The fourth section covers 'sustainable TDD', an important and increasingly relevant topic for many developers. The burden of maintaining poorly designed test suites is a drag on developer productivity. Rather than liberating developers to improve the structure of their code, bloated indecipherable test suites become a handbrake. GOOS goes through techniques to keep test suites effective, flexible and importantly - expressive. The concept, that software is about communication, is emphasised across the book. Tests are no different. Tests should express the developers intent and function as the rough and ready documentation of a unit of code. I found the advice around constructing data builders - techniques for creating test data for use in your test cases - particularly valuable.
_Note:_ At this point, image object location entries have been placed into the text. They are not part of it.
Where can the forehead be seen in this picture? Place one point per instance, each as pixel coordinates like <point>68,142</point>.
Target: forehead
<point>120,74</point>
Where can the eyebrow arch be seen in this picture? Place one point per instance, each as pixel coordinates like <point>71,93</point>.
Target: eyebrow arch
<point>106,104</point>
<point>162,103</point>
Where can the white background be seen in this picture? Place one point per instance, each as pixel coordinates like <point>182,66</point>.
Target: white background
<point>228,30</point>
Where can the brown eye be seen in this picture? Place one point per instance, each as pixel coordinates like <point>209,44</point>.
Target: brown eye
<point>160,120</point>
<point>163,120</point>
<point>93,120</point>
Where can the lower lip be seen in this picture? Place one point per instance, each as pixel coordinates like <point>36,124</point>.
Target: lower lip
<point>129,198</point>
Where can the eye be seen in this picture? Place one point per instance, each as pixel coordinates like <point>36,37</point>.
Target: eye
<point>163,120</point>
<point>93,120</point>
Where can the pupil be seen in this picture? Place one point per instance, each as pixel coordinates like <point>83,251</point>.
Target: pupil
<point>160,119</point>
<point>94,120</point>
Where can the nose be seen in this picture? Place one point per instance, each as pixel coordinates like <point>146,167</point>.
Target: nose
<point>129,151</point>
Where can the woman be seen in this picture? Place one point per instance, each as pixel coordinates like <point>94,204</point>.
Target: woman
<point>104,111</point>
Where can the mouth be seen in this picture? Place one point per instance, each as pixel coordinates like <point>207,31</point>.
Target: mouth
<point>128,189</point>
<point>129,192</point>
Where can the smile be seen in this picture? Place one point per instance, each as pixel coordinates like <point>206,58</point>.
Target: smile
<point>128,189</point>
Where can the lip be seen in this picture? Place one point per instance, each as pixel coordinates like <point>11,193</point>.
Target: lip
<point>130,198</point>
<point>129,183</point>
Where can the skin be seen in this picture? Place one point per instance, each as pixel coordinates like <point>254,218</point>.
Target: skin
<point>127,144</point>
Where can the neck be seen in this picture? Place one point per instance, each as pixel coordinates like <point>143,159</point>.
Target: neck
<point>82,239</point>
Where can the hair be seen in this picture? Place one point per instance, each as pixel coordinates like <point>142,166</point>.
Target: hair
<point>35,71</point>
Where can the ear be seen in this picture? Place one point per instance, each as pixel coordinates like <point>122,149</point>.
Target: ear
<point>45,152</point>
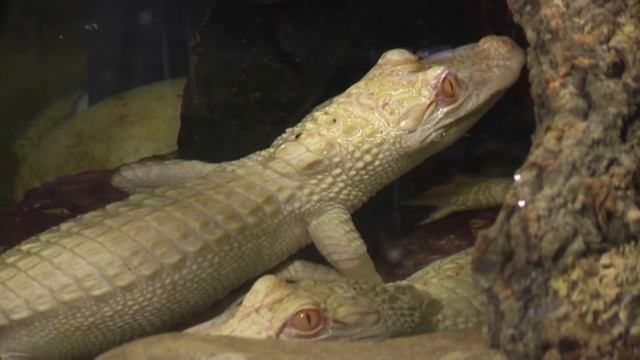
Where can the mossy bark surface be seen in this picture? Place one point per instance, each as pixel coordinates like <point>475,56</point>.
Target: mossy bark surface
<point>574,203</point>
The final section tackles the really hard stuff, dealing with persistence (and by extension any sort of frameworky data service), asynchrony and lastly concurrency.

I found GOOS easy to read and its chapters are of a length that can be easily read on the train/bus or in short bursts. Physically, the paper is of high quality and the typesetting clear, and easy to read. I really like the images and diagrams which are simple, authentic and aid what is being discussed. I felt like the introductory sections to TDD and particularly the author's OO philosophies were fairly succinct, perhaps too succinct. But as they state from the outset, this is not a book on TDD. And anyway, Meszaros07 should be enough TDD for any human being.
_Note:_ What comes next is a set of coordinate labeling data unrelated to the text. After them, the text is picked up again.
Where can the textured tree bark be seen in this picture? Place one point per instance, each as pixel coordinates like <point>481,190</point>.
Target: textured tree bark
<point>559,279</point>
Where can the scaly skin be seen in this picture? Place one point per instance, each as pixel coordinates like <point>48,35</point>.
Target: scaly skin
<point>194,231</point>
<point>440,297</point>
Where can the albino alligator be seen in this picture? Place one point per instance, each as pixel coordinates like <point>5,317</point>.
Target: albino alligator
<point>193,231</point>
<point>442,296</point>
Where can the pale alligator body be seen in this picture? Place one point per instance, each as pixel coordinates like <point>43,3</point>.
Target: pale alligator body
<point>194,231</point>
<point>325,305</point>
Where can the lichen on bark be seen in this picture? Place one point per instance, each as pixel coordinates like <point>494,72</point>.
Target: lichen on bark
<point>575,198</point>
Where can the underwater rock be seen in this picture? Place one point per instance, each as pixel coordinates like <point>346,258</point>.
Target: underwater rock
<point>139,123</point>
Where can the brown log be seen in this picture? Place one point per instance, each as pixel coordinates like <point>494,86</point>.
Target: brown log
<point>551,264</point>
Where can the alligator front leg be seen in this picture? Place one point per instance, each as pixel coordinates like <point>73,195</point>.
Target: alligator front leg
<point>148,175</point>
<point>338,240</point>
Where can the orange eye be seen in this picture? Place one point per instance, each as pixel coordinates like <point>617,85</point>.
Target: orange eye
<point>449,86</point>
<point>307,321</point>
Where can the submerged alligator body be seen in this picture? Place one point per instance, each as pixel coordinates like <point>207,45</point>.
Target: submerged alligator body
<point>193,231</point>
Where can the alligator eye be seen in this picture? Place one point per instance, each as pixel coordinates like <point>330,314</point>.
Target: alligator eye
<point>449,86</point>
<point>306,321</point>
GOOS comes with a particularly outstanding bibliography. Freeman and Pryce's academic backgrounds and broad reading are on display with the depth and quality of their references. As a starting point GOOS, while being a pretty domain specific (Mock Object) text, serves as a wonderful launching pad to further OOAD and TDD reading.

I like that the authors are people who practice what they preach. GOOS is a book for people who write real code in the real world. Sadly there seems too many authors, 'consultants' and coaches these days that talk a lot about programming and programming techniques yet seldom practice it in the wild. GOOS reads like a book borne out of brutal trench warfare with Objects. It is refreshing to read a book detailing a principled design philosophy and practice that has been tested in the dirty unwashed world of Enterprise

I've slowly been pruning back my physical book collection and trying to maintain a library of what I would consider 'classics'. The GOF book, Fowler's Refactoring and PoAEE Books, Beck's XP White Book, the Prag Prog Book, Kernighan and Richie's C Book, SICP and Knuth's The Art of Computer Programming series (and if I can ever get it, Mike Abrash's Black Book). I think, for me, this book fits into that category. It represents a decade of work and thinking, neatly explained by two highly skilled and above all practical developers who were at the heart of it all.

I highly recommend this book to anyone actively practising TDD and also generally to anyone with an interest in Object Oriented Software Design and Practice. While GOOS is a 'Java book' and day to day I program in PHP, the principles, practices and overarching philosophy easily translate.